I'm looking for a transformation $N \to S$ where $N$ is natural numbers sequence, whereas $S$ is an infinite pseudorandom sequence that doesn't end up with a repeating pattern and has a uniform distribution in some specified range, say $[0, r)$. Desirably the output of the function $f$ to be an integer.
Some analog could be the Bailey–Borwein–Plouffe formula for calculating a specific digit of $\pi$ . The goal is to find a simple solution in terms of computational complexity.

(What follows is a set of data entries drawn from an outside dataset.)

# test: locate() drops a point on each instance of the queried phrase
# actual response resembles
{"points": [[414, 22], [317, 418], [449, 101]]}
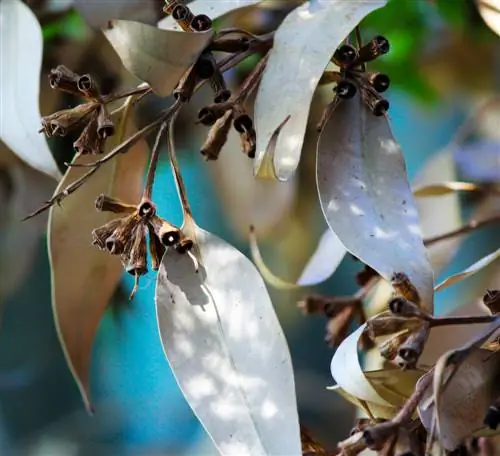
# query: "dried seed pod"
{"points": [[105, 126], [61, 78], [389, 348], [209, 114], [329, 77], [327, 113], [403, 286], [146, 209], [242, 121], [205, 66], [201, 23], [65, 120], [136, 261], [105, 203], [156, 249], [345, 55], [217, 137], [101, 234], [184, 245], [185, 88], [376, 47], [89, 141], [183, 16], [491, 299], [248, 141], [218, 85], [378, 105], [386, 324], [402, 307], [170, 5], [117, 243], [168, 234], [379, 81], [410, 351], [231, 45], [346, 89], [88, 86]]}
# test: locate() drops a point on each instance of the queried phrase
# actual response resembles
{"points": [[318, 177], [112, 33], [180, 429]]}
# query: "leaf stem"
{"points": [[465, 229], [153, 163]]}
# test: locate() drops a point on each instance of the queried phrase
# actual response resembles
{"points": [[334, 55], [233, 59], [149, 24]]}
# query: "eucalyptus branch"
{"points": [[465, 229]]}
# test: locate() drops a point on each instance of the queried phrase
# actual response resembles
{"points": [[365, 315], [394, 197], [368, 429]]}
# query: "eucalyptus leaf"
{"points": [[366, 199], [471, 270], [465, 401], [84, 278], [303, 46], [212, 8], [227, 351], [158, 57], [490, 12], [21, 48]]}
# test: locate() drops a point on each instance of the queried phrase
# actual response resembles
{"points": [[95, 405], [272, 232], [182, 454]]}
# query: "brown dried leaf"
{"points": [[84, 278]]}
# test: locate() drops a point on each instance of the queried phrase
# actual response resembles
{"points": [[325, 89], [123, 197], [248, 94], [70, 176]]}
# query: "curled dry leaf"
{"points": [[490, 12], [465, 401], [303, 47], [471, 270], [20, 86], [21, 190], [247, 201], [323, 263], [227, 351], [366, 198], [158, 57], [347, 371], [84, 278], [212, 8]]}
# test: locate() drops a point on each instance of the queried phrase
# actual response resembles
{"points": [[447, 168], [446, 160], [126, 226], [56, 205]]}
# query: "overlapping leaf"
{"points": [[212, 8], [227, 350], [310, 33], [21, 46], [366, 198], [84, 278], [158, 57], [22, 189], [471, 270], [490, 12]]}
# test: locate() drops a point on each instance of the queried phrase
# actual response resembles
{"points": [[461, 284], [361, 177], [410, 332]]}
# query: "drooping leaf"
{"points": [[347, 371], [323, 263], [465, 401], [366, 198], [439, 215], [471, 270], [22, 189], [227, 350], [248, 201], [20, 86], [212, 8], [97, 14], [84, 278], [490, 12], [303, 47], [158, 57]]}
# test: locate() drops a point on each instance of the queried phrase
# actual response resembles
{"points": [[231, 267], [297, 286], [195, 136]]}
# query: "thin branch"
{"points": [[468, 228], [155, 154]]}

Searching through StackExchange, I found this topic. Unfortunately, the answer doesn't satisfy me since I don't want to use Linear congruential generator. I don't want to depend on a previous result when doing calculations. The function $f$ should solely rely on its parameter $i$. And also the sequence $S$ needs to be non-periodical.

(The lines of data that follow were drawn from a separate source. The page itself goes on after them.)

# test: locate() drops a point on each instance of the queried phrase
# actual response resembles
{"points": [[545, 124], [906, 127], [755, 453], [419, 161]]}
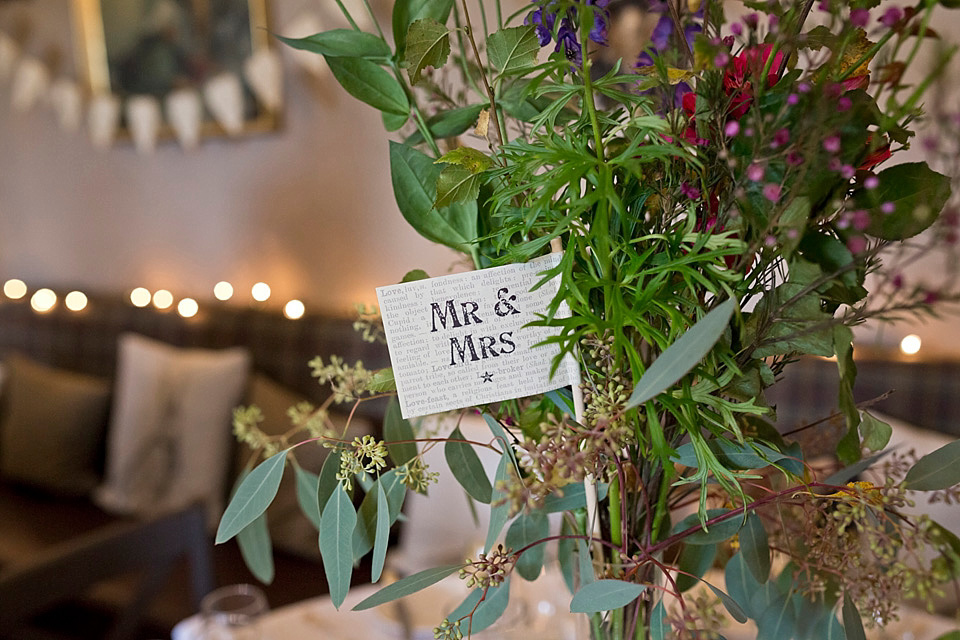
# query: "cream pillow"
{"points": [[170, 432]]}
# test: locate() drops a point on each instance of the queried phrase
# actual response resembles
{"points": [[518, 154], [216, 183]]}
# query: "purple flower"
{"points": [[567, 42], [891, 16], [859, 17]]}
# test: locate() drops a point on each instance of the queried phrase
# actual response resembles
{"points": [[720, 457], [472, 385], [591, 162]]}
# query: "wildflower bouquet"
{"points": [[724, 204]]}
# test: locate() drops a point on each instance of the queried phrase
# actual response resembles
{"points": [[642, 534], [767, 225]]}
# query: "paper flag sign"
{"points": [[458, 341]]}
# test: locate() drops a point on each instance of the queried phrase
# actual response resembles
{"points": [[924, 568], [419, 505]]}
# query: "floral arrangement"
{"points": [[724, 204]]}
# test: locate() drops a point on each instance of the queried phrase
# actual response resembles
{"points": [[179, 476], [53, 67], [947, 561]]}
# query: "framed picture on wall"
{"points": [[162, 49]]}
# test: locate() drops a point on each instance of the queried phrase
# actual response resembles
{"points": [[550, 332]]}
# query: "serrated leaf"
{"points": [[342, 43], [487, 612], [369, 83], [414, 177], [382, 535], [683, 355], [336, 543], [936, 470], [852, 624], [918, 194], [457, 185], [382, 381], [253, 496], [408, 585], [307, 495], [605, 595], [754, 548], [500, 513], [513, 49], [525, 530], [467, 157], [467, 467], [428, 45], [398, 435], [255, 547]]}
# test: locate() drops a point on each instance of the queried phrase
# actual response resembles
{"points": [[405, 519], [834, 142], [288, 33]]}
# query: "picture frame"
{"points": [[131, 48]]}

If all you care about is aperiodicity and the uniform distribution of values of $f(i)$ (as opposed to the joint distribution of tuples of values like $(f(i),f(i+1))$) you should be content with the equidisribution theorem of Weyl. Examples like $$f(i)=\lfloor r (\pi i \bmod 1)\rfloor$$ or $$f(i)=\lfloor r (\sqrt 2 i \bmod 1)\rfloor$$ do the trick.
Abandoning Weyl's theorem, you could use a recipe like $$f(i) = (i+k)\bmod r \text{ for $i$ in the range } r^{k-1}\le i < r^k,$$ which is to say $$f(i) = (i+\lfloor \log_r (rk)\rfloor) \bmod r,$$ which can be computed by examining the base $r$ representation of $i$ and not evaluating the logarithm directly.
Or, for another example in this vein, if $i$ has base $r$ representation $i=\sum_k b_k r^k$ for $0\le b_k<r$, to let $f(i)=\left(\sum_k b_k\right) \bmod r$. For instance, if $r=2$ this is the parity of the binary digits in the base 2 representation of $i$. These examples are especially easy to compute and not periodic in the precise sense of the word.
All of the above use the particular definition of "uniformly distributed" that is explained in the cited article.